Mais le Livret comporte deux autres points très critiquables qui relèvent d’une seule et même philosophie: la non-application du principe de laïcité aux intervenants extérieurs et aux parents accompagnateurs des sorties scolaires au motif que le principe de laïcité ne s’applique qu’aux agents du service public. En effet, parents, accompagnateurs et intervenants extérieurs ne sont pas soumis à ce principe, non plus que les élèves, en l’état de notre droit et de la jurisprudence du Conseil d’Etat. D’ailleurs, dans cette approche, il a fallu qu’un texte législatif intervienne en 2004 pour que le principe de laïcité s’applique aux élèves qui n’ont pas, non plus, la qualité d’agents du service public mais d’usagers de celui-ci.

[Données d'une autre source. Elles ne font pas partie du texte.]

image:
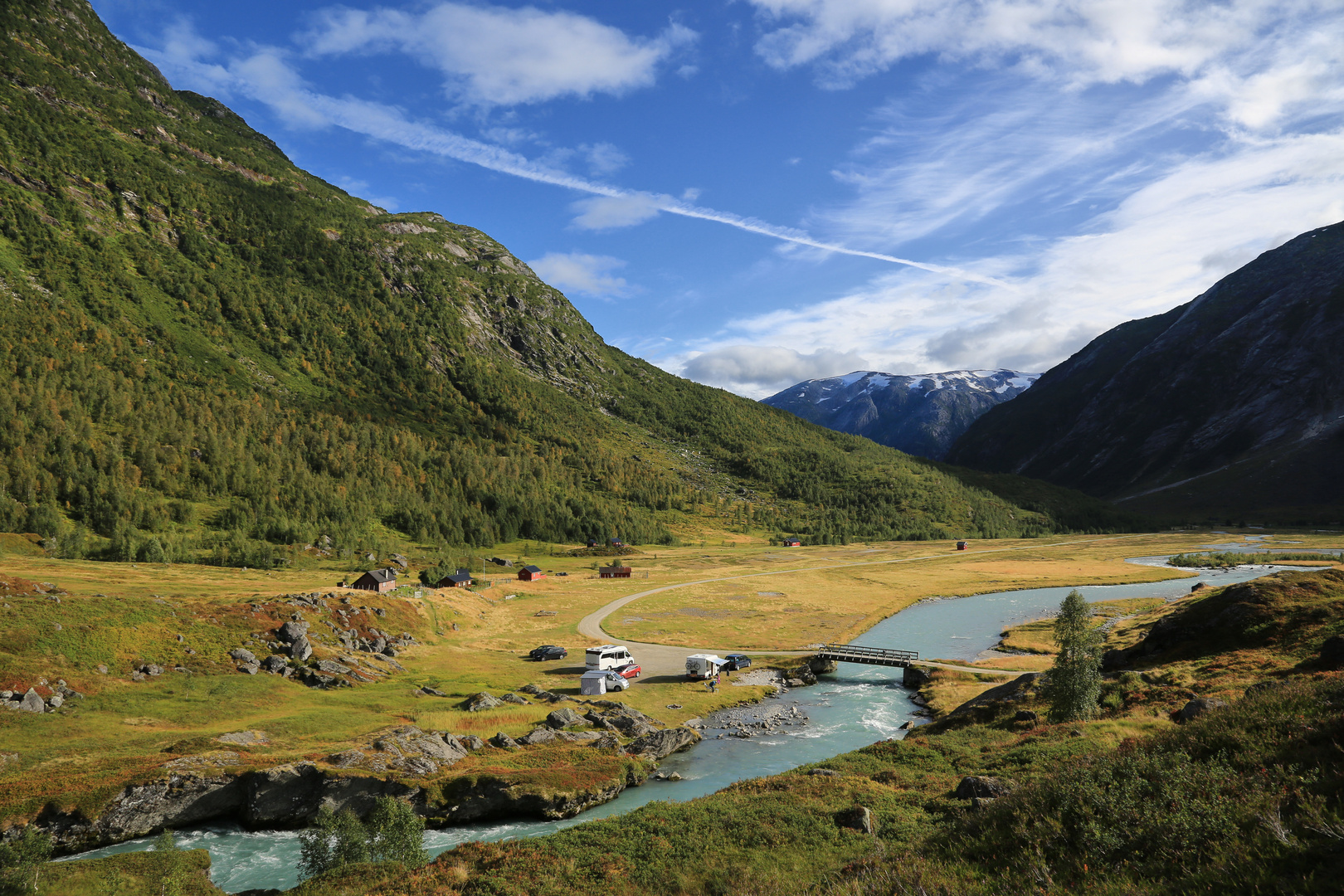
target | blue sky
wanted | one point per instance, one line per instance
(754, 192)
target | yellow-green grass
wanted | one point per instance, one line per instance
(127, 874)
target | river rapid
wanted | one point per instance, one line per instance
(849, 709)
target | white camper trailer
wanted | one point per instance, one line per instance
(704, 665)
(609, 655)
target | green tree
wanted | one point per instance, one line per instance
(1075, 677)
(22, 860)
(171, 865)
(397, 833)
(335, 840)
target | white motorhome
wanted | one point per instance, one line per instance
(609, 655)
(704, 665)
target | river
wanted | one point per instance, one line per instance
(849, 709)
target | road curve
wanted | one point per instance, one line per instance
(667, 660)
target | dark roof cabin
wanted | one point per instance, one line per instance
(377, 581)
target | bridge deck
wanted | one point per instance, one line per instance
(867, 655)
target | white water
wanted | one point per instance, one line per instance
(850, 709)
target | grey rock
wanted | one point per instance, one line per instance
(858, 818)
(292, 631)
(480, 702)
(663, 743)
(565, 718)
(973, 786)
(1198, 707)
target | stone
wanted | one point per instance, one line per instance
(1332, 652)
(663, 743)
(1198, 707)
(292, 631)
(914, 677)
(975, 786)
(856, 818)
(565, 718)
(300, 649)
(538, 737)
(480, 702)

Cette situation conduit à une incohérence majeure au sein de l’école et ne peut produire chez les enfants que de l’incompréhension: il leur est interdit, à eux et à leurs enseignants, d’arborer des signes religieux ostensibles et on les laisse exposés à la présence de ces signes tout autour d’eux portés par les parents, les accompagnateurs et les intervenants extérieurs. Où est la cohérence? Que devient le combat pour l’émancipation des jeunes consciences citoyennes en devenir?

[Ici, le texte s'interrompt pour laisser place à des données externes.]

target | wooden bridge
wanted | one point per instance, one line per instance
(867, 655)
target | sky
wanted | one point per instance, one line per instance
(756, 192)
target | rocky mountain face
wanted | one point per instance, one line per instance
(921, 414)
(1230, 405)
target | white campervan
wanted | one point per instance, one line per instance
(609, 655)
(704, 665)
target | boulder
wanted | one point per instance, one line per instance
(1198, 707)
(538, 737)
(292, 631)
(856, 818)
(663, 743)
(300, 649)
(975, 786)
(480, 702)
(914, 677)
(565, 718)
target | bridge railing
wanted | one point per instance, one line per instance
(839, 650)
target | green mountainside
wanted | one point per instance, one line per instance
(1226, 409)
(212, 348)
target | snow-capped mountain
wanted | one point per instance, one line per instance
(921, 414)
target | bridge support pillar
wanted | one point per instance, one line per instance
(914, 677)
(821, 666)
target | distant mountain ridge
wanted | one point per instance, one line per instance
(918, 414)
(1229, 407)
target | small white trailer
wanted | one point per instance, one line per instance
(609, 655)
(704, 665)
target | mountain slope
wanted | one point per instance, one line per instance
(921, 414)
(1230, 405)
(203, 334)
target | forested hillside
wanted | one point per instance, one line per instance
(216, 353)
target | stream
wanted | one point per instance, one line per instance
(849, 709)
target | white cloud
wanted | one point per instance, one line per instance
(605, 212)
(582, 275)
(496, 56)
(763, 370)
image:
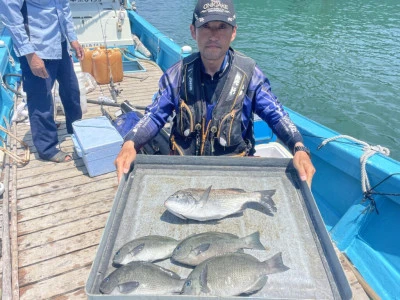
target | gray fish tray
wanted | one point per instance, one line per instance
(296, 229)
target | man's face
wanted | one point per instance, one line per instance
(213, 39)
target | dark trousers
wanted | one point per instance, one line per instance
(40, 101)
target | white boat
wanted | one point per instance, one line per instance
(356, 187)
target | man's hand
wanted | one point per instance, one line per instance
(80, 54)
(37, 65)
(126, 156)
(304, 166)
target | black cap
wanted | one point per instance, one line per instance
(214, 10)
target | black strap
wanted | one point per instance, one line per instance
(24, 12)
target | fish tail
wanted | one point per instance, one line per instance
(275, 264)
(252, 241)
(266, 200)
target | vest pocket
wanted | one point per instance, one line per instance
(185, 123)
(229, 131)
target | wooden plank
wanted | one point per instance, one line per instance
(62, 211)
(56, 286)
(76, 295)
(64, 217)
(56, 266)
(67, 230)
(66, 205)
(60, 185)
(59, 248)
(107, 182)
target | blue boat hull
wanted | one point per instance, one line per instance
(369, 238)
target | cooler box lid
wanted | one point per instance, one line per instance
(97, 137)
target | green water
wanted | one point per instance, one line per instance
(336, 62)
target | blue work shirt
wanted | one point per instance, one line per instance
(49, 22)
(263, 103)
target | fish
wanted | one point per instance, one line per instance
(208, 204)
(148, 248)
(231, 274)
(196, 248)
(142, 278)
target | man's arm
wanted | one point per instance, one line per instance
(271, 111)
(11, 16)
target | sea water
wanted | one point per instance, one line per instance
(336, 62)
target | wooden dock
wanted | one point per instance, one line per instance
(57, 212)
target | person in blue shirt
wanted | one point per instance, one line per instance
(213, 95)
(41, 31)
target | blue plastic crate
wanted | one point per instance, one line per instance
(98, 142)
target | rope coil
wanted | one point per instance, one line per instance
(368, 152)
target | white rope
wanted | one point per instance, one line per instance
(368, 152)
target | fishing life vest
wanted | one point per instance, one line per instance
(222, 135)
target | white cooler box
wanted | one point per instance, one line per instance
(98, 143)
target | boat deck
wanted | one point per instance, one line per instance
(58, 213)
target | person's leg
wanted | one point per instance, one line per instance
(69, 90)
(41, 108)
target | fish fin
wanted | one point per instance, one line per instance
(203, 280)
(204, 198)
(252, 241)
(258, 285)
(170, 273)
(266, 200)
(201, 248)
(135, 251)
(128, 287)
(275, 264)
(236, 190)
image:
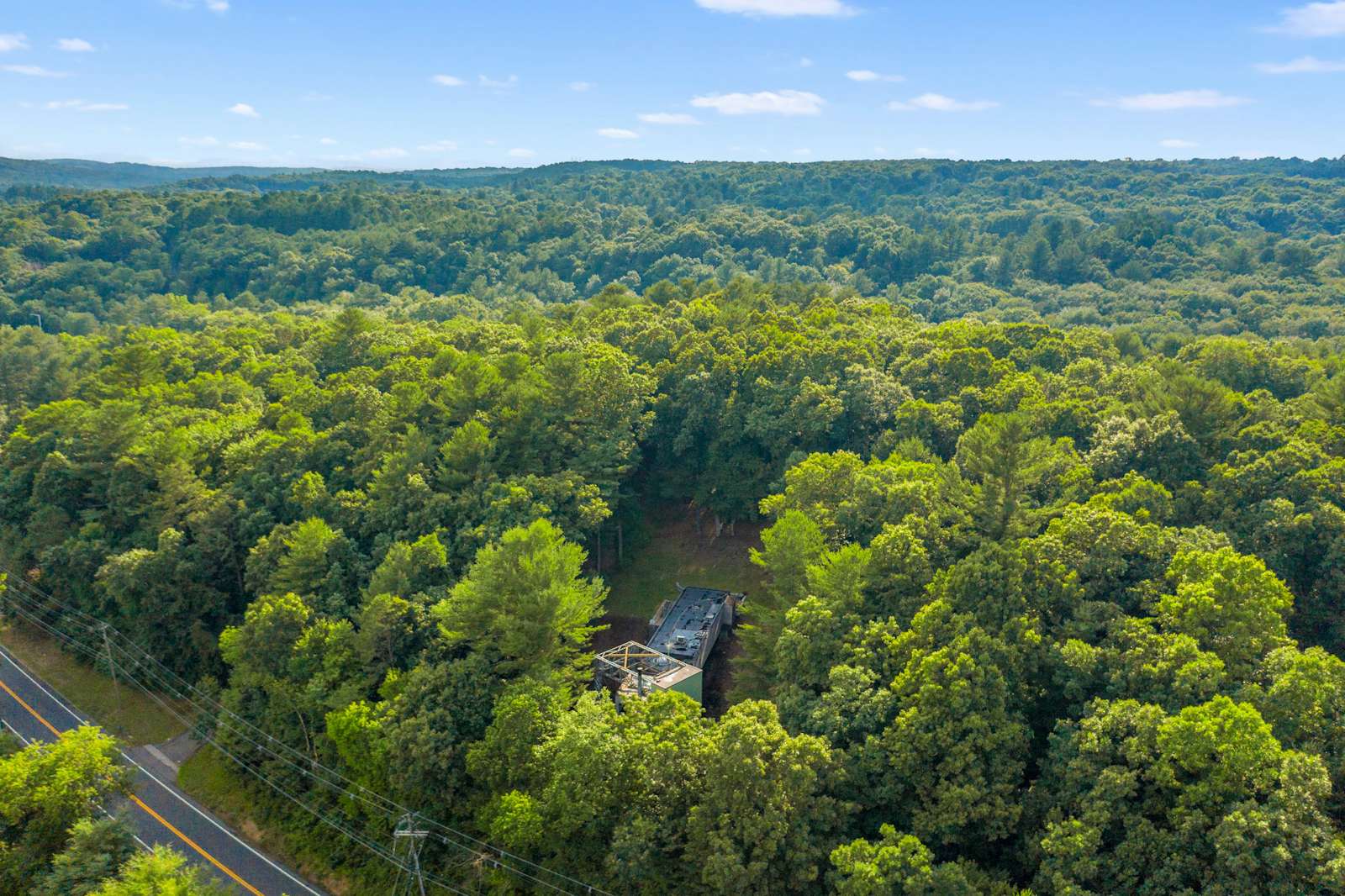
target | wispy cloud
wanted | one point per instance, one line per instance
(669, 118)
(780, 103)
(865, 74)
(1172, 101)
(491, 84)
(1304, 65)
(939, 103)
(214, 6)
(1313, 20)
(779, 7)
(35, 71)
(80, 105)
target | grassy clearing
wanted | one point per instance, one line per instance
(140, 719)
(214, 781)
(676, 553)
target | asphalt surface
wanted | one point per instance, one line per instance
(159, 811)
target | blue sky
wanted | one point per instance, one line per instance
(401, 84)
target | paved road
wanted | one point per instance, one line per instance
(161, 813)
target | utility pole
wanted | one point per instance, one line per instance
(112, 667)
(414, 837)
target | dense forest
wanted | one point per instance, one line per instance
(1049, 461)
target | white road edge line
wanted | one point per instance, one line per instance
(29, 743)
(170, 790)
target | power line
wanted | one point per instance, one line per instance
(213, 710)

Il est primordial de dépasser cette difficulté car l’école doit demeurer, encore davantage aujourd’hui et demain qu’hier, depuis cette funeste année 2015, un véritable sanctuaire de ce point de vue. Comme nous l’avons esquissé sur ces pages, il serait parfaitement possible, sans devoir prendre de nouvelles lois, ni faire «suer» les textes existants, de revenir sur cette situation incohérente.

En effet, le Code de l’éducation prévoit un certain nombre de dispositions législatives sur lesquelles le gouvernement pourrait, selon nous, se fonder pour revenir à toute la cohérence souhaitable en matière d’application du principe de laïcité au sein de l’école.

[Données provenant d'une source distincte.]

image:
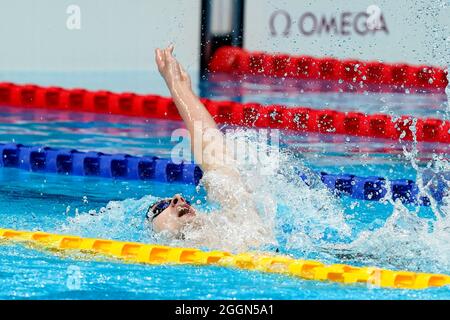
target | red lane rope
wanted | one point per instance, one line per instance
(236, 61)
(300, 119)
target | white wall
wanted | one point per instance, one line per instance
(419, 31)
(114, 34)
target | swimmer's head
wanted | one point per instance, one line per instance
(171, 215)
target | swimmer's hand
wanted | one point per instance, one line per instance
(171, 70)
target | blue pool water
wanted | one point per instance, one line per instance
(310, 224)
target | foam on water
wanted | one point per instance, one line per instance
(308, 221)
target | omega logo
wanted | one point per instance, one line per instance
(344, 24)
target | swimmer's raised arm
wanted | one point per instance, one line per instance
(191, 109)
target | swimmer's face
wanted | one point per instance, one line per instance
(176, 216)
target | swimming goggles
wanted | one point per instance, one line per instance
(160, 206)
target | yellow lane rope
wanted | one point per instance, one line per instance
(133, 252)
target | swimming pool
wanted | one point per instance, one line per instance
(343, 230)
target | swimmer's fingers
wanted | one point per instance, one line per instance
(159, 60)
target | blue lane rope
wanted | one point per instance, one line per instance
(124, 166)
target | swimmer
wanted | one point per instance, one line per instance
(238, 224)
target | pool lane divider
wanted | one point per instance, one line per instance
(297, 119)
(132, 252)
(363, 75)
(123, 166)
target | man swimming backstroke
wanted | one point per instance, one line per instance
(238, 224)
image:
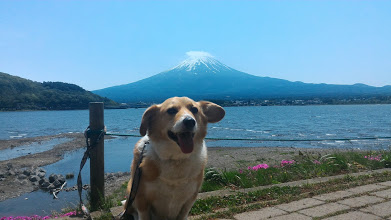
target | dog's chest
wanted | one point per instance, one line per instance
(176, 185)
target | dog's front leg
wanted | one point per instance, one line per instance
(186, 208)
(144, 215)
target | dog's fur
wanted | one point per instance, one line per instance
(175, 158)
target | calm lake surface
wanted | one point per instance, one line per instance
(274, 122)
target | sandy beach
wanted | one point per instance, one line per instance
(221, 158)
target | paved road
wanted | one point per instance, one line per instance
(367, 202)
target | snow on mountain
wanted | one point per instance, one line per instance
(201, 76)
(201, 60)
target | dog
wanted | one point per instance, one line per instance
(174, 157)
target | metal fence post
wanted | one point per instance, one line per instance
(97, 166)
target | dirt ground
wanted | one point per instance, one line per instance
(222, 158)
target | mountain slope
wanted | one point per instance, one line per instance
(21, 94)
(203, 77)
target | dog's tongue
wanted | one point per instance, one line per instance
(185, 141)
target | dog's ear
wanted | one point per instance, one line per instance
(147, 119)
(213, 112)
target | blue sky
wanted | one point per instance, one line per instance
(97, 44)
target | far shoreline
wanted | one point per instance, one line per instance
(220, 158)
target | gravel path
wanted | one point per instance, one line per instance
(222, 158)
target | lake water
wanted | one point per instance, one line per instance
(274, 122)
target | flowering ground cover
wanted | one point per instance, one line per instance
(303, 167)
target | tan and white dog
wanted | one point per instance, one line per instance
(175, 158)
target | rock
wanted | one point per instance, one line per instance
(24, 182)
(69, 176)
(61, 179)
(11, 173)
(34, 178)
(57, 184)
(51, 186)
(27, 172)
(9, 166)
(22, 177)
(53, 177)
(41, 174)
(44, 183)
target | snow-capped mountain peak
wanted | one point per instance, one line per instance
(201, 59)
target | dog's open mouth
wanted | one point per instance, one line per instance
(184, 140)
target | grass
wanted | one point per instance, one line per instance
(305, 166)
(227, 206)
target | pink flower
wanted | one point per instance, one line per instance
(317, 162)
(287, 162)
(259, 166)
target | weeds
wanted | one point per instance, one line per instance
(305, 166)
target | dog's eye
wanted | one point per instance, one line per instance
(194, 110)
(172, 111)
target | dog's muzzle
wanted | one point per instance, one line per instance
(185, 137)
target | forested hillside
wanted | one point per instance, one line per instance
(17, 93)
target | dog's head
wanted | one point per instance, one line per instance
(180, 121)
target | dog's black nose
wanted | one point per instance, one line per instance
(189, 122)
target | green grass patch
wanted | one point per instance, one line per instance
(305, 166)
(227, 206)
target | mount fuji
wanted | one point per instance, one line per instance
(201, 76)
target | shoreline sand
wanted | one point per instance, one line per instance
(221, 158)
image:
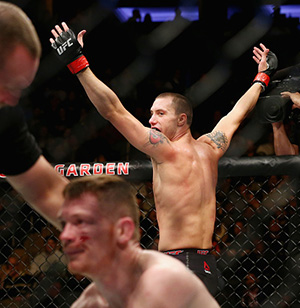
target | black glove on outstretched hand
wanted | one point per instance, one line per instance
(264, 77)
(69, 51)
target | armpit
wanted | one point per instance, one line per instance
(219, 138)
(156, 137)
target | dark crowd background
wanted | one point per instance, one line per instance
(209, 59)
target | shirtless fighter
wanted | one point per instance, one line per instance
(185, 170)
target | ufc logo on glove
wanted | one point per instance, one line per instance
(63, 47)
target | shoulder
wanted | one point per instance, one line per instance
(170, 284)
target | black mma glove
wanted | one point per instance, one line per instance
(69, 51)
(264, 77)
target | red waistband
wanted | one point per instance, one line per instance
(177, 252)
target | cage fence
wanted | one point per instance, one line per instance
(256, 241)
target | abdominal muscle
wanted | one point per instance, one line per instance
(186, 205)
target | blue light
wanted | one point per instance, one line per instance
(158, 14)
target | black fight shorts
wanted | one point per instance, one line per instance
(202, 263)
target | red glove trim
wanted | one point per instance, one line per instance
(262, 78)
(78, 65)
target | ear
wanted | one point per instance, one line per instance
(125, 230)
(181, 119)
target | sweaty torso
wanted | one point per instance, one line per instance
(184, 189)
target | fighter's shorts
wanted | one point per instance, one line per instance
(201, 262)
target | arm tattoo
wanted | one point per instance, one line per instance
(220, 139)
(156, 137)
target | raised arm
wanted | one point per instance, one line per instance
(267, 64)
(69, 50)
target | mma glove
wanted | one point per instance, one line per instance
(69, 51)
(264, 77)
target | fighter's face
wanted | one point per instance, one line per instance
(163, 117)
(88, 237)
(17, 74)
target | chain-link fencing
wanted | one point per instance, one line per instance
(256, 239)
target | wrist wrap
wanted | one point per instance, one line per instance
(78, 65)
(263, 79)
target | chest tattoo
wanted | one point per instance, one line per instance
(220, 139)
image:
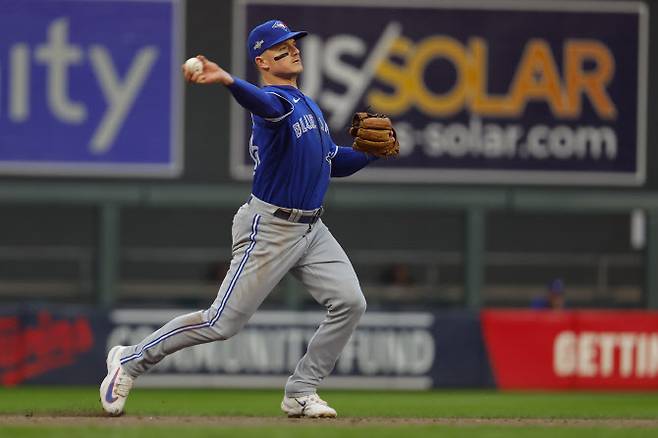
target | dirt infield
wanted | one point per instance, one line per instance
(81, 421)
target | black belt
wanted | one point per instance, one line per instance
(285, 213)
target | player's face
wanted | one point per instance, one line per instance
(284, 59)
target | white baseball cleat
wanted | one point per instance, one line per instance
(311, 406)
(116, 385)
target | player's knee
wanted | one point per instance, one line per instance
(356, 304)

Il s’agit des dispositions qui définissent «la Communauté éducative», qui englobe les parents et les intervenants, outre les enseignants et personnels auxiliaires de l’éducation. Il suffit de décider que toutes les composantes de la communauté éducative sont soumises au principe de laïcité applicable à l’école publique et, ce, au titre du «devoir d’Etat» que cette laïcité constitue, en application de l’article L141-1 du code de l’éducation. De fait, a priori sans loi nouvelle, en se fondant sur ces articles, il est donc possible juridiquement d’en avoir le courage. Qu’attend-on?

Mais le combat idéologique à mener contre un prosélytisme religieux fondamentaliste envahissant appelle aussi d’autres mesures de courage, que ce soit dans les universités, ou même dans les entreprises, face à des revendications confessionnelles et communautaristes de plus en plus insupportables quant on a présent à l’esprit ce qu’elles représentent.

Ce ne sont pas les croyants ordinaires et donc modérés qui, sans cesse, avancent ainsi leurs pions dans ce que les fondamentalistes appellent, souvenons nous-en en permanence, le «ventre mou» qu’il considèrent être l’Europe. Continuons à les laisser faire, en particulier à l’école, leur marché de demain, et on devra, navrés mais trop tard et comme des benêts devant le choix des urnes, laisser un jour l’extrême droite s’en occuper.